Modo de produção socialista – Wikipédia, a enciclopédia livre

Nota: Para socialismo como um estágio evolutivo histórico de desenvolvimento na teoria marxista, veja Socialismo. Para o "socialismo" como um método para analisar o desenvolvimento socioeconômico no marxismo clássico, veja Socialismo científico

Na teoria marxista, socialismo, também chamado de comunismo de nível inferior ou o modo de produção socialista, refere-se a uma fase histórica específica do desenvolvimento econômico e ao correspondente conjunto de relações sociais que substituem o capitalismo no esquema do materialismo histórico. A definição marxista de socialismo é um modo de produção onde o único critério de produção é o valor de uso e, portanto, a lei do valor já não dirige a atividade econômica. A produção para uso marxista é coordenada através da economia planificada filosoficamente designada como "consciente", enquanto a distribuição da produção econômica é baseada no princípio "a cada qual, segundo suas necessidades". As relações sociais do socialismo são caracterizadas pela classe trabalhadora efetivamente possuir os meios de produção e os meios de subsistência, seja através de empresas cooperativas ou por propriedade pública ou ferramentas artesanais particulares e autogestão, de modo que o excedente social vai para a classe trabalhadora e a sociedade como um todo.[1]

Esta visão é consistente e ajudou a informar as concepções iniciais do socialismo em que a lei do valor já não dirige a atividade econômica e, portanto, as relações monetárias sob a forma de valor de troca, lucro, juros e trabalho assalariado não funcionaria e se aplicaria ao socialismo marxista.[2]

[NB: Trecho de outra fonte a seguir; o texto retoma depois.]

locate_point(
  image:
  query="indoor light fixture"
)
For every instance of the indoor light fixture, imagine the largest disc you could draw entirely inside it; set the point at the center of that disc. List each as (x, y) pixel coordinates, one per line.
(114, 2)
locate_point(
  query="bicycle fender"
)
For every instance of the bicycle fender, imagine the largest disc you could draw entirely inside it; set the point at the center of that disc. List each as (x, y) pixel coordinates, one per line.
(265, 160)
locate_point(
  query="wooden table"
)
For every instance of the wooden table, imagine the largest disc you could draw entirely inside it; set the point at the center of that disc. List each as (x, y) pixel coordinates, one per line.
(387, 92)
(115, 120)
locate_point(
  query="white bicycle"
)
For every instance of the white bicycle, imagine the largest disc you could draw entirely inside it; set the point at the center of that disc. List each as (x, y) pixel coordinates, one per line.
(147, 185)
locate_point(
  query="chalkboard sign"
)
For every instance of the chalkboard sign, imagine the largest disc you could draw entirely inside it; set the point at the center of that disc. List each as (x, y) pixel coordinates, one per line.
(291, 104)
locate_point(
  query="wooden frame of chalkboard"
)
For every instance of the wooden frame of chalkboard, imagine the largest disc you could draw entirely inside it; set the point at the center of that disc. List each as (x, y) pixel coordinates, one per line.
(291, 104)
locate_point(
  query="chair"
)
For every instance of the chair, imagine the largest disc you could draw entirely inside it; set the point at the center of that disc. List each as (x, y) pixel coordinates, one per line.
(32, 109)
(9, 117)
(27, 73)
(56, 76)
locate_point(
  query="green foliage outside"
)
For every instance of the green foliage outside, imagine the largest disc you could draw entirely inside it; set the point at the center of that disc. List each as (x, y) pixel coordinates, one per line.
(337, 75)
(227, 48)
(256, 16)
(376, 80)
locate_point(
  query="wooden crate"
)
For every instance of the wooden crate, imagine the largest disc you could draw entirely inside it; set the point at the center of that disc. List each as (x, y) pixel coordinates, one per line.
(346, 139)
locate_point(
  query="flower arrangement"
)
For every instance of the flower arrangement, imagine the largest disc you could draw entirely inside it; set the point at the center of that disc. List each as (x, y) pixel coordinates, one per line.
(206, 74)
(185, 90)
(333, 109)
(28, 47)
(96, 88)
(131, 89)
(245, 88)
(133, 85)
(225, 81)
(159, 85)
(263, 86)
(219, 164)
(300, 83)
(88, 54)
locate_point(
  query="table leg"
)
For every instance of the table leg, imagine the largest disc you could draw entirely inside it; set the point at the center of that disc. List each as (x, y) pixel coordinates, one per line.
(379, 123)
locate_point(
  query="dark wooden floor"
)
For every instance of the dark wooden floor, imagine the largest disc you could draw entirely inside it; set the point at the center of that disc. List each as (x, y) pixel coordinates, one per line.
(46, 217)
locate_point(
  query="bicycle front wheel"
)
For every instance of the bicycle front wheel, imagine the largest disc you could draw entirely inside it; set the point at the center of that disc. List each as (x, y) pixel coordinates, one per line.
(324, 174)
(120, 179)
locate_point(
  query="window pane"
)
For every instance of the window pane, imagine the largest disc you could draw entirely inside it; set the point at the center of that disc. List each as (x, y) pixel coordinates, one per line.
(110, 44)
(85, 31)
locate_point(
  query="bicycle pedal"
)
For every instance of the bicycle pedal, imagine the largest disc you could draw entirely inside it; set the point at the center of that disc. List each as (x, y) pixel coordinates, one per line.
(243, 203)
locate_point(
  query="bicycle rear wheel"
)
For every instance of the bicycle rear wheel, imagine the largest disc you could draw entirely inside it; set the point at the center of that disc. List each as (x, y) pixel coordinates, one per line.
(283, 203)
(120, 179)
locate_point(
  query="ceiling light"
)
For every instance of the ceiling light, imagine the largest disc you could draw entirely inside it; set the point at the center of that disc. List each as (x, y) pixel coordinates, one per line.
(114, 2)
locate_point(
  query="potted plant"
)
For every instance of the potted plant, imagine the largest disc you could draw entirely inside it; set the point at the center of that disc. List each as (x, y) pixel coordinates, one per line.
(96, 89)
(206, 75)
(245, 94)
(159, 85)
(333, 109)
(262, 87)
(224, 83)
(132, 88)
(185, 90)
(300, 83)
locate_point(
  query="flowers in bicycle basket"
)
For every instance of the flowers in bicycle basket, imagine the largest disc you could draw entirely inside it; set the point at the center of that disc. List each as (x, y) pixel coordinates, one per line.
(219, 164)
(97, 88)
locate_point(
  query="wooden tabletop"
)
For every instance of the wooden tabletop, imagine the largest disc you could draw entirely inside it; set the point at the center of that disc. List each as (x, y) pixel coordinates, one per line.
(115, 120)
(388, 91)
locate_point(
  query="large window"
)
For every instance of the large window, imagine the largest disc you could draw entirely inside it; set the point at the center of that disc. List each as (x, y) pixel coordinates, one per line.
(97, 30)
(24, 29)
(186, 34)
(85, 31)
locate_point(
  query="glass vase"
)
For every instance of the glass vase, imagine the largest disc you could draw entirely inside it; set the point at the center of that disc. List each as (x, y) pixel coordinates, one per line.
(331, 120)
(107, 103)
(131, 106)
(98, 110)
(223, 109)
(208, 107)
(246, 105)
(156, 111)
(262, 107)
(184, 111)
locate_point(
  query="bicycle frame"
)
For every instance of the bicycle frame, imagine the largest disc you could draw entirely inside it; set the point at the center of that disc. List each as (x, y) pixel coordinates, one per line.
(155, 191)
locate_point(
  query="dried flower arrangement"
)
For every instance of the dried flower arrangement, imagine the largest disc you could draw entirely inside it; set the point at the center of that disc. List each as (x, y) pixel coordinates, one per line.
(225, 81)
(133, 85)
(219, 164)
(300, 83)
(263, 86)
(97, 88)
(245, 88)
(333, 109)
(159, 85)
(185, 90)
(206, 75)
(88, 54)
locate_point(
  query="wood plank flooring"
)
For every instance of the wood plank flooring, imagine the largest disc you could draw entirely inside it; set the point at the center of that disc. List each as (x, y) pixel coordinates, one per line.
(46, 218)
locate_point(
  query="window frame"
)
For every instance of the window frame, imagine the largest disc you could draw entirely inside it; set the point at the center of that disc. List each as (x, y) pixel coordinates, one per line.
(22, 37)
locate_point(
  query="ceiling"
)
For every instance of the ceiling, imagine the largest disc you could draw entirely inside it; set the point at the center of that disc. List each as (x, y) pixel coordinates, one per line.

A concepção marxista de socialismo contrasta com outras concepções iniciais, mais notavelmente as primeiras formas de socialismo de mercado baseadas na economia clássica, como o mutualismo e o socialismo ricardiano. Ao contrário da concepção marxista, esses conceitos de socialismo mantiveram a troca de mercadorias (mercados) para o trabalho e os meios de produção, buscando aperfeiçoar o desenvolvimento do mercado.[3] A ideia marxista do socialismo também se opôs fortemente ao socialismo utópico.

Embora Karl Marx e Friedrich Engels escreveram muito pouco sobre o socialismo e negligenciaram fornecer detalhes sobre como poderia ser organizado,[4] numerosos cientistas sociais e economistas neoclássicos usaram a teoria de Marx como base para desenvolver seus próprios modelos de sistemas econômicos socialistas. A visão marxista do socialismo serviu de ponto de referência durante o debate do cálculo socialista.

Modo de produção[editar | editar código-fonte]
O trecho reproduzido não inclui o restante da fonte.